Tuesday, June 12, 2007

"i didn't do it."

"yeah? well who the hell ELSE around here WRITES THEIR ZEROES UPSIDE DOWN?!"

"oh."
the cicadas are back. last time was seventeen years ago. i was sixteen. working here. how times change. though while this generation of cicadas is doing the same thing their folks did seventeen years thence, i've gone from shipping & receiving to purchasing.

they're pretty big. kind of like half grasshopper, half cockroach, with beady red eyes. they fly everywhere, get into everything, and are loud. i mean, loud. like flights coming out of o'hare buzz our roof but you can still hear the cicadas loud. landing on your face or clothes or climbing in your shirt, chirping, crunching under heels and wheels and sheets of steels. forreals. (yo.)

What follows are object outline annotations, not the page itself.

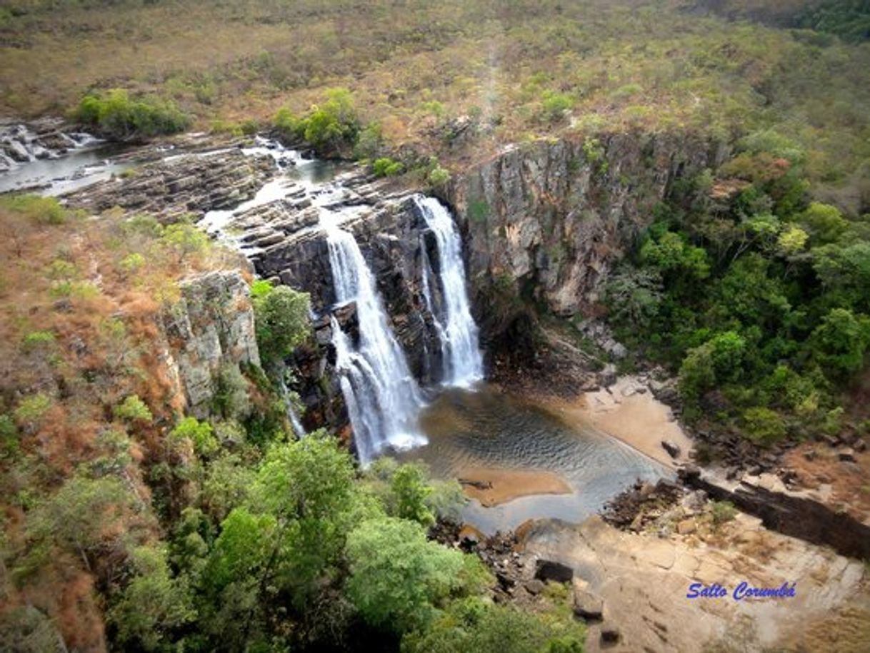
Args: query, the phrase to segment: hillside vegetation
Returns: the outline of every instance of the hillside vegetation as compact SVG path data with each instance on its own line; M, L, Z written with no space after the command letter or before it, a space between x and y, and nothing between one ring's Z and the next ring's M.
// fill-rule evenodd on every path
M785 6L790 17L792 4L753 3ZM301 114L328 89L345 87L363 123L376 123L392 146L457 160L566 130L636 126L731 137L775 126L806 149L813 181L854 194L870 174L870 44L701 17L692 3L12 0L6 7L0 110L19 115L65 111L86 93L123 88L176 103L202 127L266 123L281 108ZM858 24L860 16L843 20ZM472 129L458 138L460 117Z
M495 605L477 556L427 538L458 483L289 435L277 378L307 296L252 284L273 374L222 372L197 419L161 316L237 255L185 222L33 196L3 197L0 225L3 650L581 650L565 592Z

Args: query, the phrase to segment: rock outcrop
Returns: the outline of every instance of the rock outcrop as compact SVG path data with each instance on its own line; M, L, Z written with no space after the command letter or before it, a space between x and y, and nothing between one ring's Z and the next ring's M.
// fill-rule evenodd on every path
M841 556L870 558L870 524L806 493L788 490L773 475L729 481L698 469L680 471L684 482L719 501L730 501L760 517L766 528L815 544Z
M613 263L652 221L674 183L724 160L724 145L686 136L613 134L513 146L445 193L467 233L472 305L513 293L559 315L588 314Z
M197 417L211 414L221 375L237 376L259 366L254 313L248 284L238 271L192 277L181 283L181 298L163 317L168 364Z
M151 213L163 222L209 210L231 209L251 199L274 173L269 157L251 157L240 148L187 152L134 168L66 197L67 204L101 213Z

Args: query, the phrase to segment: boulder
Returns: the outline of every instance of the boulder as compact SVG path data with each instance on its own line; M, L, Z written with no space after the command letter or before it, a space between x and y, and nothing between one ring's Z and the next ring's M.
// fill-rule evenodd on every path
M843 463L854 463L855 452L852 449L844 449L837 453L837 457Z
M538 596L542 591L544 591L544 581L538 580L537 578L532 578L528 581L523 587L525 588L525 591L533 596Z
M554 583L571 583L574 570L566 564L553 560L539 560L535 564L535 578Z
M574 614L586 621L600 621L604 616L604 601L586 590L575 587Z
M692 535L697 528L694 519L684 519L677 524L677 532L680 535Z
M679 454L682 450L680 450L679 444L671 442L670 440L662 440L661 446L662 449L667 451L668 456L670 456L672 458L676 459L679 457Z

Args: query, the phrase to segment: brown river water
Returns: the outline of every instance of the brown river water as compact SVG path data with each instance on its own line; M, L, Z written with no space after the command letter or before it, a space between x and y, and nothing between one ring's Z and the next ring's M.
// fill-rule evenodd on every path
M443 390L424 410L420 424L428 443L398 456L425 462L437 478L476 478L475 470L490 478L498 476L493 470L516 470L525 474L512 475L519 480L512 477L510 483L545 472L535 489L552 485L547 480L556 476L564 481L561 493L551 488L552 493L532 494L519 488L512 494L526 496L491 506L471 499L462 516L486 535L528 519L579 523L637 479L673 477L660 463L592 425L568 423L533 402L485 384Z

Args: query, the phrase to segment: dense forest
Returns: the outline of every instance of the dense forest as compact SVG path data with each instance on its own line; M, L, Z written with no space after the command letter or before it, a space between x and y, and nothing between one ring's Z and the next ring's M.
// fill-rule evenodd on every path
M607 177L608 134L698 137L724 163L667 190L594 308L620 371L665 366L688 424L765 448L870 434L868 39L866 0L7 0L0 109L127 144L269 132L433 190L508 143L579 141ZM582 650L566 586L494 603L434 537L458 483L293 436L304 293L119 217L0 196L0 650ZM261 364L197 418L157 323L227 270Z

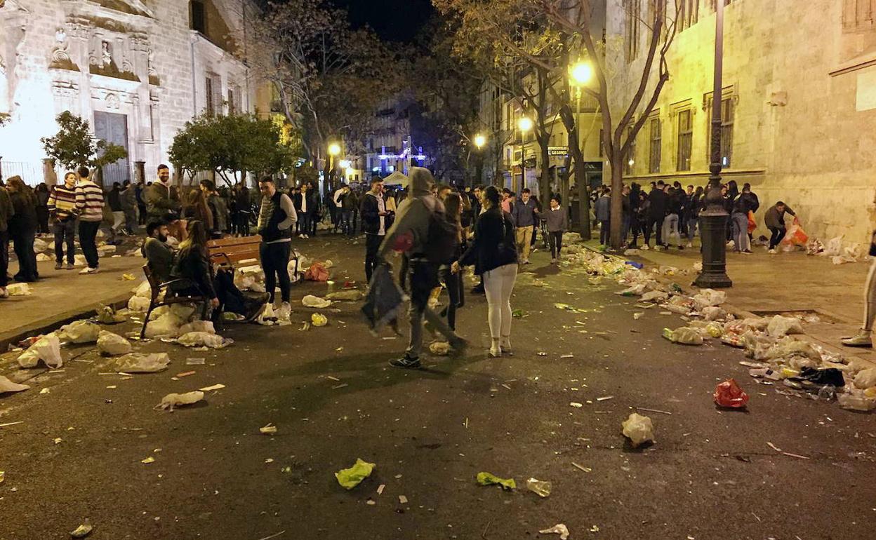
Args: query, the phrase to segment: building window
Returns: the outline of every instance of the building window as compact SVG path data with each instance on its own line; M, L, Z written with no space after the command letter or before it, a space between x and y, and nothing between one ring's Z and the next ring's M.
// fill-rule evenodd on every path
M629 176L632 174L636 165L636 139L632 137L632 126L626 129L626 140L630 141L630 148L625 156L626 162L624 164L624 174Z
M712 101L709 100L709 139L706 148L706 163L711 163L711 108ZM721 166L730 166L733 156L733 97L728 95L721 100Z
M639 32L641 28L642 0L625 0L626 4L626 61L631 61L639 53Z
M696 25L699 15L700 0L678 0L678 31Z
M660 117L651 119L651 151L648 156L648 172L660 172L661 122Z
M858 32L873 28L876 0L843 0L843 30Z
M690 148L694 141L694 127L690 109L678 111L678 161L677 171L690 170Z
M201 0L188 3L189 27L207 35L207 8Z

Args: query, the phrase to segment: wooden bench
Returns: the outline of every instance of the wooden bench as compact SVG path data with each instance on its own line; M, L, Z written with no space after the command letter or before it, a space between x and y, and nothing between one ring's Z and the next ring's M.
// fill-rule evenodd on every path
M235 238L229 236L221 240L210 240L207 242L207 251L209 253L210 261L220 266L234 269L235 264L241 261L261 261L258 247L262 242L262 237L258 235L254 236L240 236ZM289 260L295 262L294 273L300 270L298 267L298 254L294 249L289 254ZM290 276L293 277L293 276Z
M152 315L152 310L159 305L171 305L172 304L203 304L203 307L201 310L201 320L207 320L207 308L209 307L210 298L207 297L206 294L201 294L201 296L168 296L168 288L172 284L174 283L187 283L191 284L188 279L172 279L166 283L161 283L158 280L155 275L152 273L149 264L143 265L143 273L146 277L146 281L149 282L149 287L151 289L151 296L149 298L149 309L146 310L146 316L143 319L143 328L140 329L140 339L143 340L146 337L146 325L149 324L149 316ZM165 295L163 298L159 299L162 291Z

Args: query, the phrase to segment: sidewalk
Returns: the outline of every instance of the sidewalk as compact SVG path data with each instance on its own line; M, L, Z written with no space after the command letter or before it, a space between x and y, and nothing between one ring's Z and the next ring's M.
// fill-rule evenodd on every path
M588 245L598 248L598 242ZM847 355L876 361L871 349L850 349L839 345L839 339L854 333L864 316L864 285L870 268L869 257L846 264L833 264L830 257L807 256L803 251L769 255L763 247L754 253L727 252L727 274L733 286L725 289L727 302L733 308L756 315L782 312L813 312L821 319L807 323L807 334L843 349ZM646 268L675 266L689 270L677 278L687 287L697 276L692 270L701 260L699 242L693 248L668 251L639 250L638 256L625 258L642 263Z
M73 270L56 270L52 261L38 263L41 279L29 284L32 294L0 300L0 347L24 333L57 325L96 309L100 304L127 300L131 291L143 281L143 258L139 256L102 257L101 271L81 276ZM13 267L15 264L13 263ZM135 281L122 274L131 273ZM14 282L13 282L14 283Z

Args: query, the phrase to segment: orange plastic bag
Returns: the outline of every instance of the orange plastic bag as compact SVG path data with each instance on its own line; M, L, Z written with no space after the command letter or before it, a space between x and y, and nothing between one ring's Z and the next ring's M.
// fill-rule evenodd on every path
M314 263L304 272L304 278L307 281L328 281L328 270L322 263Z
M727 379L715 387L715 403L721 407L740 409L748 403L748 394L735 379Z

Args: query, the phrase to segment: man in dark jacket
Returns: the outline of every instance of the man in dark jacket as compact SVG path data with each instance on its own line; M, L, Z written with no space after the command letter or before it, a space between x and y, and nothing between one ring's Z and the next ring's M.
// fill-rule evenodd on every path
M271 295L268 301L272 304L279 281L282 307L285 308L288 306L291 292L288 264L292 226L298 216L292 199L277 191L273 179L265 177L258 180L258 188L262 192L262 206L258 211L258 234L262 236L262 243L258 254L265 270L265 288Z
M371 189L362 197L359 213L365 233L365 277L371 281L378 249L386 235L386 205L383 198L383 179L371 177Z
M663 220L666 218L667 207L667 194L663 191L665 186L663 180L660 180L648 193L647 223L645 225L645 245L642 246L642 249L648 249L652 230L657 236L654 248L663 245Z

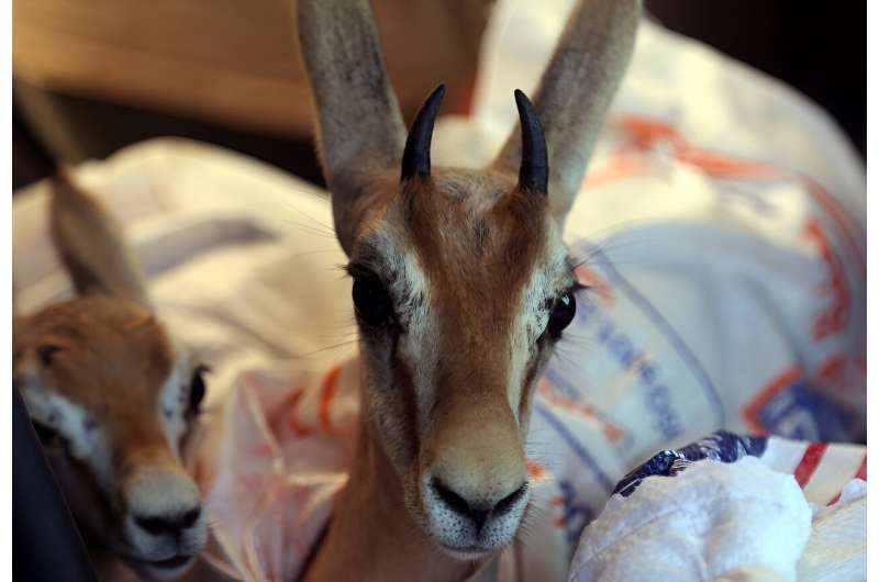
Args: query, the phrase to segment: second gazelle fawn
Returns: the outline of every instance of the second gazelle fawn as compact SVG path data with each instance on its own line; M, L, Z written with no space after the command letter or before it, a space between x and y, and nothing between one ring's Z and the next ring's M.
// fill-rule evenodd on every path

i like them. i feel a sort of kinship with their cycle, being that i met their parents half a lifetime ago. it's like a recurring stress dream, the type what recurs only in times of uyhrioadj, when nothing makes sense, when all you need is to come back to center. something familiar. a sign. to find some semblance of balance after having fallen so far off. every seventeen years the cicadas will bring it: a loud beacon of what's that noise enough to wake up anyonething. an odd sentence, i know.

in the meanwhile, i've read some nelson algren, some mike daily, hermann hesse has elevated to superhero status, some billboards, commercial advertisements, inventory transactions, cost sheets, things of this nature. have written nothing but purchase orders and grocery lists; reminder post-its to get a new city sticker or pick up a loaf of bread on the way home; query letters attached to vendor inquiries; occasional vents scribbled on scratch paper headed straight for the shredder. no evidence. cicadas leave no evidence of life until their next cycle.

but they're down there. all the while our uberworld hustles bustles chimchimes not quite quickly enough for anybodything, they bide their time. quietly. in cool, shady soil beneath the trees. waiting. for their seventeenth year.

and now they're here.

unapologetically.
unabashedly.
unignorably.

seventeen years in the making,
right on time.

Wednesday, July 12, 2006

i loved to clean the chalkboard
in second grade-
it was punishment the likes
of going to my room;
i liked being there,
too.
i would erase the board black,
no hint of chalk
having ever been scratched
on its surface,
its existence mute-
mine at the chalkboard,
and in my room,
too.

Friday, July 07, 2006

Da Barber no longer has his shop. At eleven dollars a cut competing against a beauty salon next door and two across the street undercutting for ten, he could no longer afford rent. Over forty years he's been a barber, and before rent, utilities, taxes, and legal counsel for two DUI collars, made fourteen thousand dollars his last year at it. Meaning all he came out with was whatever tips he saved in the shoebox under his bed. So he quit. Retired. Closed the shop he'd had since Nineteen Sixty-Five and moved his equipment into a room of the bungalow he's lived at since he was eleven, in the Northwest Side Bungalow Belt.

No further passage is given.